The gpxpy library handles GPX parsing cleanly:

import gpxpy
import pandas as pd

with open("trail.gpx", "r") as f:
    gpx = gpxpy.parse(f)

points = []
for track in gpx.tracks:
    for segment in track.segments:
        for point in segment.points:
            points.append({
                "lat": point.latitude,
                "lon": point.longitude,
                "ele": point.elevation,
                "time": point.time,
            })

df = pd.DataFrame(points)

Calculating Distance

The Haversine formula gives the great-circle distance between two lat/lon pairs. For hiking distances, this is accurate to well within GPS measurement error:

import numpy as np

def haversine(lat1, lon1, lat2, lon2):
    R = 6_371_000  # Earth radius in meters
    phi1, phi2 = np.radians(lat1), np.radians(lat2)
    dphi = np.radians(lat2 - lat1)
    dlambda = np.radians(lon2 - lon1)
    a = np.sin(dphi/2)**2 + np.cos(phi1)*np.cos(phi2)*np.sin(dlambda/2)**2
    return 2 * R * np.arcsin(np.sqrt(a))

df["dist_m"] = haversine(
    df["lat"].shift(), df["lon"].shift(),
    df["lat"], df["lon"],
).fillna(0)

total_km = df["dist_m"].sum() / 1000
print(f"Total distance: {total_km:.2f} km")

Smoothing Elevation

GPS elevation data is noisy — consumer devices typically have ±5–15 m of vertical error, and the noise compounds when computing cumulative gain. A rolling median removes most of the spike artifacts without introducing the lag that a rolling mean would:

df["ele_smooth"] = (
    df["ele"]
    .rolling(window=5, center=True, min_periods=1)
    .median()
)

gain = df["ele_smooth"].diff().clip(lower=0).sum()
loss = df["ele_smooth"].diff().clip(upper=0).abs().sum()
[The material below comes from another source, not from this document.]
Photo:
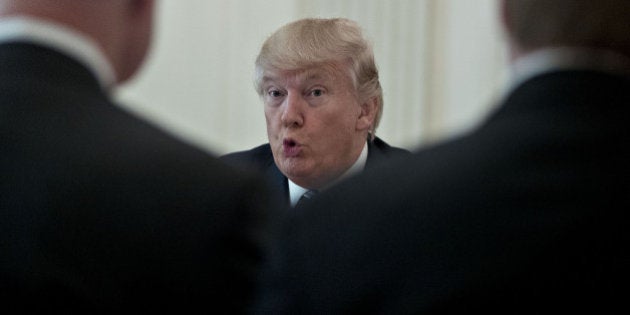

print(f"Elevation gain: {gain:.0f} m")
print(f"Elevation loss: {loss:.0f} m")

Window size is a tunable parameter. A window of 5 works well for tracks recorded at 1-second intervals; for tracks at 5-second intervals, 3 is usually enough.

Next Steps

This gets you clean distance and elevation numbers from any GPX file. Future posts will build on this foundation: plotting elevation profiles, computing pace zones, and aggregating multiple tracks across a season into a single dataset.